Output indices_distances of _py4dgeo.region_growing not equal to distances of neighborhood_similarity #223

Closed DCHulskemper closed 1 year ago

DCHulskemper commented 1 year ago

Issue: In segmentation.py the dtw distances within the initial neighborhood (similarities) computed in the seed_sorting_scorefunction should be equal to the objdata.indices_distances of the initial neighborhood points computed in _py4dgeo.region_growing. This is not the case.
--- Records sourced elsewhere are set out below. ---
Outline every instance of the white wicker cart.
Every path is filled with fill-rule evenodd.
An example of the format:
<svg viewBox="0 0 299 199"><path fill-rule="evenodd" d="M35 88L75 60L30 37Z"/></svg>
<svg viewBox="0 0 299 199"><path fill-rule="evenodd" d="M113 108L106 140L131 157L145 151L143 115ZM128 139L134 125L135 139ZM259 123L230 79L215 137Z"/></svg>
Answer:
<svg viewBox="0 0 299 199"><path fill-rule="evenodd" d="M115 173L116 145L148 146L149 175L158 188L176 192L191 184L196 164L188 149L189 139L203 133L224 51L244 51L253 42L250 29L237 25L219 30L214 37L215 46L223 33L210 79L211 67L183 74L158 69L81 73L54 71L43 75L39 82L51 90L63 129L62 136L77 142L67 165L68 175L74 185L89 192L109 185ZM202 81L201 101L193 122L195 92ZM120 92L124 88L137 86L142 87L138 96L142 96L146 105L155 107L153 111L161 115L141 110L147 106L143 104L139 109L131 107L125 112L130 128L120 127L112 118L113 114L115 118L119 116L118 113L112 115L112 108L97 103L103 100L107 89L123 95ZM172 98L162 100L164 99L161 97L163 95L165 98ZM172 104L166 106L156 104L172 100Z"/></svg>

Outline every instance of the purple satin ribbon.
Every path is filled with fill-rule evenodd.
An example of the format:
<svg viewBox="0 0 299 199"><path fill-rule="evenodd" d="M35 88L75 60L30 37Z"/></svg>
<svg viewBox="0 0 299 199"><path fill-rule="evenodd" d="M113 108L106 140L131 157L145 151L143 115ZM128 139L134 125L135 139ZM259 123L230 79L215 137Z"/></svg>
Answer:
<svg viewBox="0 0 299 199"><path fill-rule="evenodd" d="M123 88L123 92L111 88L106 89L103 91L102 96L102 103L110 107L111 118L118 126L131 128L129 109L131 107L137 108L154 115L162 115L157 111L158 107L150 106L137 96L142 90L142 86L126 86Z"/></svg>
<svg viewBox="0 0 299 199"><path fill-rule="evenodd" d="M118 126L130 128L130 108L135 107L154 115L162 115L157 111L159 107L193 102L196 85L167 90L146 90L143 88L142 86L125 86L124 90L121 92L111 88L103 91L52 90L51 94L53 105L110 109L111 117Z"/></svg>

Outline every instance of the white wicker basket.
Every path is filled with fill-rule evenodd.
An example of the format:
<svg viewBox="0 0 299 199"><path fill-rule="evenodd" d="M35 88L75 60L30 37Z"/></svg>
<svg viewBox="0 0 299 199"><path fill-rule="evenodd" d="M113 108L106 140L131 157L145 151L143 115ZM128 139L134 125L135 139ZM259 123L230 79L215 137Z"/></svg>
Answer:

The objdata.indices_distances for the neighborhood points are all zero instead and the distances outside the neighborhood seem too small.

Solution: The problem could be that in the c++ function ( _py4dgeo.region_growing) the dtw distance computation is done using the full time series instead of only the temporal segment between end_epoch and start_epoch of seed. This could explain why the DTW distances in similarities and objdata.indices_distances are not equal, but this does not necessarily explain why the objdata.indices_distances in the neighborhood are zero.

dokempf commented 1 year ago

I read a bit through the code and indeed it seems like something seems wrong. I am unsure whether it is a regression that I introduced at some point or whether it always has been wrong (which would be slightly embarrassing). On the bright side: I am fairly confident that the problem is on the Python side. The restriction to (start_epoch, end_epoch) is not done on the C++ side, instead the required restriction is done on the calling Python side by slicing numpy arrays:

There might be more issues, but this immediately seemed dubious to me.

kathapand commented 1 year ago

I tested the additional slicing in https://github.com/3dgeo-heidelberg/py4dgeo/blob/main/src/py4dgeo/segmentation.py#L744. When added, the program crashed at this function, though.

Without the slicing, we would expect the distances between compared time series to be larger (than in the limited timespan). So I assume the return of 0.0 is a separate issue.